HELENA — In recent years, as the end of December approached, leaders in Congress have frequently rolled huge numbers of policy and spending priorities into a single massive omnibus bill – and this year is no different.
Early Tuesday morning, lawmakers unveiled a $1.7 trillion funding package – 4,155 pages in length. It could get a final vote by the end of the week, as Congress tries to avoid a government shutdown.
Members of Montana’s congressional delegation are now talking a lot about what made it into the bill – and what didn’t.
Democratic Sen. Jon Tester touted a number of provisions in the omnibus package.

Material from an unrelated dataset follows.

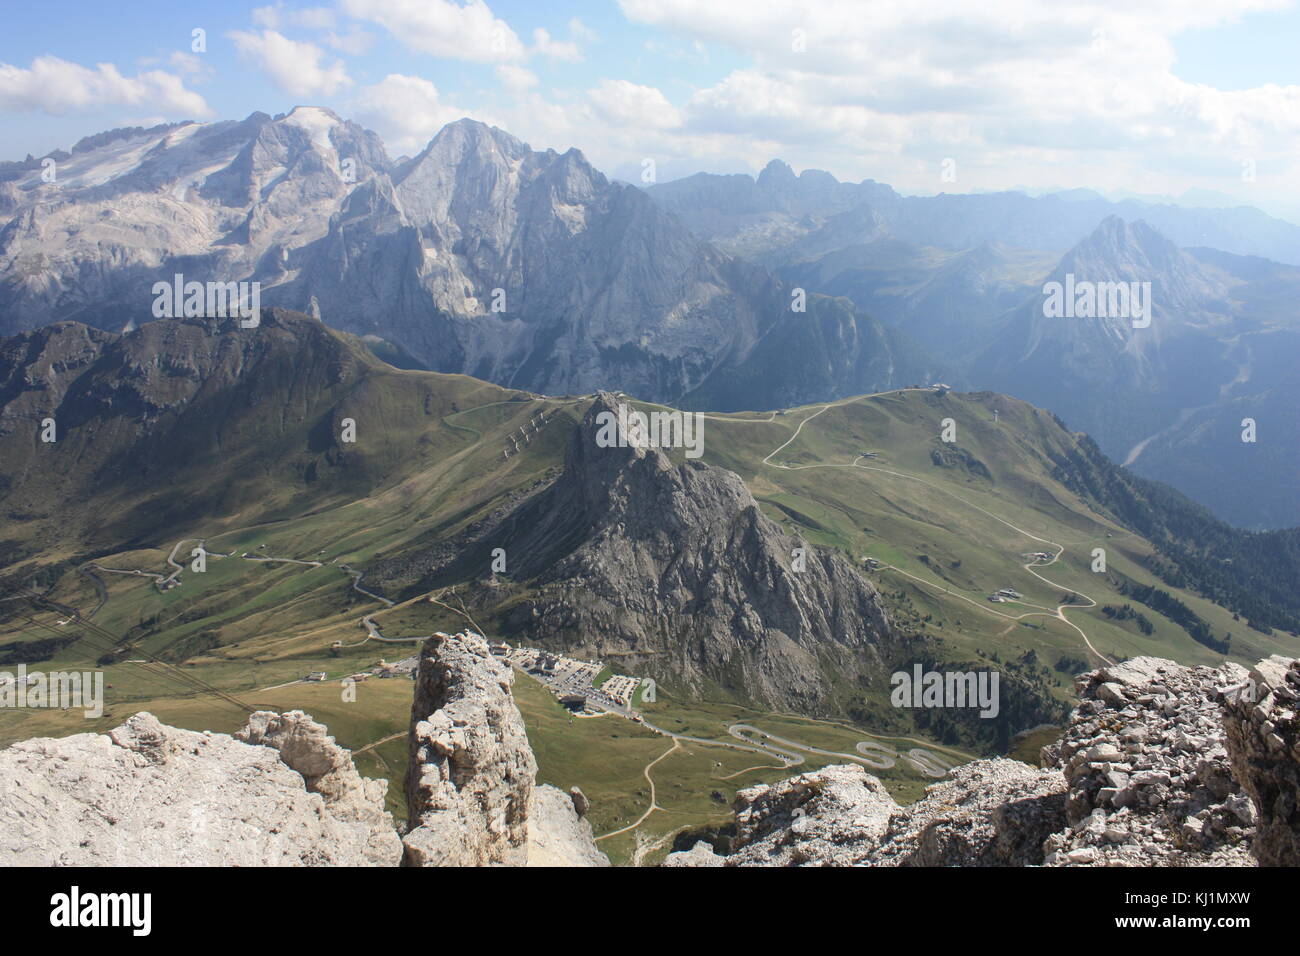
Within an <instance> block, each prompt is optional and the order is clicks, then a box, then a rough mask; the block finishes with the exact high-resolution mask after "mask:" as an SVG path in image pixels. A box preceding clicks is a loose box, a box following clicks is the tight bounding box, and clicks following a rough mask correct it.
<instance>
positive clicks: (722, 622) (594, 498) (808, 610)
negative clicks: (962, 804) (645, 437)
mask: <svg viewBox="0 0 1300 956" xmlns="http://www.w3.org/2000/svg"><path fill="white" fill-rule="evenodd" d="M604 414H608V415H614V416H615V419H616V418H617V402H616V399H615V397H614V395H610V394H608V393H601V394H599V395H598V397H597V399H595V401H594V402H593V405H591V407H590V408H589V410H588V412H586V415H585V418H584V420H582V423H581V425H580V427H578V428H576V429H575V432H573V436H572V438H571V441H569V446H568V451H567V455H565V462H564V471H563V472H562V473H560V475H559V476H558V477H555V479H554V480H552V481H550V483H549V484H546V485H543V486H541V488H538V489H537V490H536V492H534V493H533V494H530V496H529V497H528V498H526V499H524V501H523V502H517V503H512V505H510V506H507V507H504V509H502V510H500V511H499V512H497V514H494V515H491V516H489V518H486V519H484V520H482V522H478V523H476V525H474V527H473V528H472V529H469V531H467V532H465V533H464V535H461V536H460V537H459V538H456V540H455V541H452V542H450V544H446V545H441V546H437V548H433V549H428V550H425V551H421V553H413V554H407V555H403V557H400V558H394V559H389V561H386V562H381V563H380V564H377V566H376V567H373V568H372V578H370V580H373V581H377V583H381V584H383V583H386V585H387V587H390V588H395V589H400V591H402V593H407V591H409V592H411V593H415V592H417V591H428V589H430V588H432V587H438V585H442V584H448V583H452V581H458V580H465V579H468V578H471V576H481V575H482V574H484V571H485V568H487V567H489V566H490V563H491V558H490V554H491V550H493V549H495V548H502V549H504V550H506V553H507V554H508V557H510V579H511V581H513V583H516V585H517V587H519V588H520V591H517V592H510V591H507V592H504V593H503V592H502V588H503V587H506V585H503V584H502V583H500V581H486V584H487V585H490V587H482V588H472V589H471V591H472V592H473V596H472V600H478V601H482V602H484V604H482V605H481V606H480V607H481V609H482V610H484V614H482V617H481V618H480V619H481V620H485V626H490V627H493V630H494V631H495V632H499V633H500V635H502V636H503V637H507V639H508V640H512V641H515V643H520V644H534V645H539V646H547V648H555V649H565V650H568V652H571V653H573V654H576V656H578V657H589V658H601V657H604V656H607V654H617V656H619V659H620V661H623V662H624V663H625V666H628V667H629V669H636V670H634V671H633V672H642V674H649V675H651V676H655V678H658V679H660V680H671V682H672V683H673V684H675V685H676V687H681V688H684V689H692V691H703V689H707V688H710V687H723V688H725V689H727V691H729V692H732V693H736V695H738V696H744V697H748V698H750V700H755V701H761V702H763V704H767V705H770V706H776V708H783V709H792V710H798V711H801V713H810V714H826V713H833V711H835V710H836V701H835V698H833V695H832V685H833V684H836V683H839V684H853V685H855V687H862V688H866V687H878V688H881V689H883V688H887V680H888V675H889V672H891V671H892V670H894V666H893V665H896V663H900V662H902V661H904V659H907V661H910V659H914V657H909V654H914V652H915V648H913V646H911V645H909V644H907V640H909V639H905V637H904V636H901V635H900V633H898V632H897V631H896V630H894V628H893V626H892V624H891V622H889V619H888V617H887V614H885V610H884V606H883V605H881V601H880V597H879V594H878V593H876V591H875V588H874V587H872V585H871V584H868V583H867V581H866V580H865V579H863V578H862V576H861V575H859V574H858V572H857V570H855V568H854V567H853V566H852V563H850V562H849V561H848V559H845V558H844V557H842V555H840V554H839V553H836V551H829V550H822V549H816V548H813V546H810V545H809V544H807V542H805V541H801V540H800V538H796V537H792V536H790V535H787V533H785V532H784V529H781V527H780V525H777V524H776V523H775V522H772V520H770V519H768V518H766V516H764V515H763V514H762V511H761V510H759V506H758V502H757V501H755V499H754V497H753V494H750V492H749V489H748V488H746V486H745V484H744V481H742V480H741V477H740V476H738V475H736V473H735V472H731V471H727V470H724V468H718V467H714V466H710V464H706V463H703V462H702V460H698V459H686V460H685V462H684V463H681V464H675V463H673V462H672V460H671V458H669V457H668V454H667V453H666V451H664V450H662V449H658V447H647V446H645V445H636V444H633V442H628V444H627V445H624V446H619V445H612V446H608V444H607V442H606V444H602V441H601V440H599V433H601V421H602V418H601V416H602V415H604ZM706 442H707V436H706ZM515 596H521V597H524V598H525V600H511V598H512V597H515ZM503 598H504V600H503ZM480 607H476V614H477V611H478V610H480ZM487 622H490V623H487Z"/></svg>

“Over the past year, I’m proud to have taken input from Montanans and military leaders to craft a government funding bill that invests in rural America and boosts our national security by making targeted investments in our armed forces,” he said in a statement. “This legislation will strengthen rural America by delivering resources to keep our communities safe, grow small businesses, improve our food systems, and lower costs for Montana’s families. It will also ensure that the United States keeps its competitive edge over China by making targeted investments in our armed forces so that our troops have the resources, technology, and training needed to protect our country.”

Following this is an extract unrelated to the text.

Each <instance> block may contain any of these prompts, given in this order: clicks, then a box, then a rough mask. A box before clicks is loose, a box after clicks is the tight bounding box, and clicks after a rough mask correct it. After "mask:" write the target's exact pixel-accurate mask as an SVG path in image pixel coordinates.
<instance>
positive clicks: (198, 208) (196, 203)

In a release Tuesday, Tester’s office highlighted a vast array of funding included in the proposed bill, from repair costs for Butte’s federal courthouse to maintenance on rural water systems to money for tribal health and justice systems.

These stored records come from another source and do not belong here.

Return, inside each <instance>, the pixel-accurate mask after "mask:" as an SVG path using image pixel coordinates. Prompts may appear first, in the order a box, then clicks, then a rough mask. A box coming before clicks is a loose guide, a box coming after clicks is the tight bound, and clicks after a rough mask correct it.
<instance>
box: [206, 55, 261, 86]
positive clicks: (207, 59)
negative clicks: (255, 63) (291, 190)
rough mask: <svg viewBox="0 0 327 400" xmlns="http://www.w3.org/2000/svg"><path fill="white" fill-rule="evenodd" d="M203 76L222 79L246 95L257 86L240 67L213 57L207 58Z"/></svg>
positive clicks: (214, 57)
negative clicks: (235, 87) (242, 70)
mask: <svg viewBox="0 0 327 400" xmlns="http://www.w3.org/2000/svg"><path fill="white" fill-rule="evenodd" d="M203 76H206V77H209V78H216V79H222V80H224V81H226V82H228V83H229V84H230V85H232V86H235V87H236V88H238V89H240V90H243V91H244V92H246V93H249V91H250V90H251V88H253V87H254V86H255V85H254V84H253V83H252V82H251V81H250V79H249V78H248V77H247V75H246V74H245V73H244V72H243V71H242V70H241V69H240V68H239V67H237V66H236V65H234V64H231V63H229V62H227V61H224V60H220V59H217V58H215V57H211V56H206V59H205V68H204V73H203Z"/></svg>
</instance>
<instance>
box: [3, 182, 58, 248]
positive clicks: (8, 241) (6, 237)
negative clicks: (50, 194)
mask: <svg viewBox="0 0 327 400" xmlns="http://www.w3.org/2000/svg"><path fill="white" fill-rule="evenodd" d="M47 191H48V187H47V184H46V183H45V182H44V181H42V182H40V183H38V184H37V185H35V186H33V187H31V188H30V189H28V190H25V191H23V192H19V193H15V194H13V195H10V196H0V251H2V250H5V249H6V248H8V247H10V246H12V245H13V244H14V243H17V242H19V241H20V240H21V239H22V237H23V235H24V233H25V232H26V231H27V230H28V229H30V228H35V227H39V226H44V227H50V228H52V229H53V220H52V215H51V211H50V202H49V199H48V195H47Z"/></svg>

Tester also pointed to significant provisions to support the military and veterans. That includes $5 billion for a “Cost of War Toxic Exposure Fund,” to implement the PACT Act passed earlier this year. The omnibus puts more than $100 billion into the VA medical system, including millions of dollars for upgraded infrastructure at Fort Harrison.
Republican Sen. Steve Daines pushed to include the “SAFE Banking Act” in the omnibus package. That measure, which Daines was one of the chief GOP advocates for, would allow legally operating medical and recreational marijuana businesses in states like Montana to access banking services. Currently, the industry runs largely on cash, which supporters see as a public safety issue.
However, the provision wasn’t part of the final agreement. This week, Daines blamed Democratic leaders in the Senate for the act’s failure to move forward, saying in a statement he believed it could have gotten enough support to pass if it moved through regular order.
One of Daines’ priorities that did make it into the bill is a revision to rules on conservation easements, limiting when investors can claim large tax deductions. Daines and other senators from both parties say the current rules have been abused by bad actors.
In some cases, provisions in the omnibus tackled things both Tester and Daines have prioritized. They include a tax code update so that first responders aren’t taxed on compensation they receive for injuries in the line of duty. The package also includes $916 million to continue Yellowstone National Park’s recovery from the severe flooding in June. In addition, it authorizes the building of a hydroelectric facility at Gibson Dam, on the Sun River west of Augusta – something Tester, Daines and Republican Rep. Matt Rosendale have all called for. The omnibus provides additional support for telehealth and a variety of mental health programs.
But while some of Daines’ goals are in the bill, he expressed opposition to the package as a whole. In a statement, he said combining everything into an omnibus wasn’t the right way to handle budgeting.
“At a time when Montanans are facing sky-high prices at the grocery store and gas pump, I can’t support another massive 4,000-plus-page package that is full of perks for special interests and packed with wasteful spending,” he said. “Washington’s budget process is broken and instead of getting our financial house in order—Democrat leadership waited until the 11th hour to push a giant bill full of back room deals through the Senate. I can’t stand by and support this fiscal insanity.”
Rosendale has also blasted the omnibus plan, calling it excessive spending. He is one of 13 current and incoming lawmakers who signed a letter this week, urging Republicans to block it so the incoming House GOP majority can negotiate a new deal in 2023.
“It is unthinkable for Republicans to support a multi-trillion dollar omnibus bill that authorizes more wasteful spending, will drive record inflation rates higher, and saddles generations with more debt,” Rosendale said in a tweet Tuesday.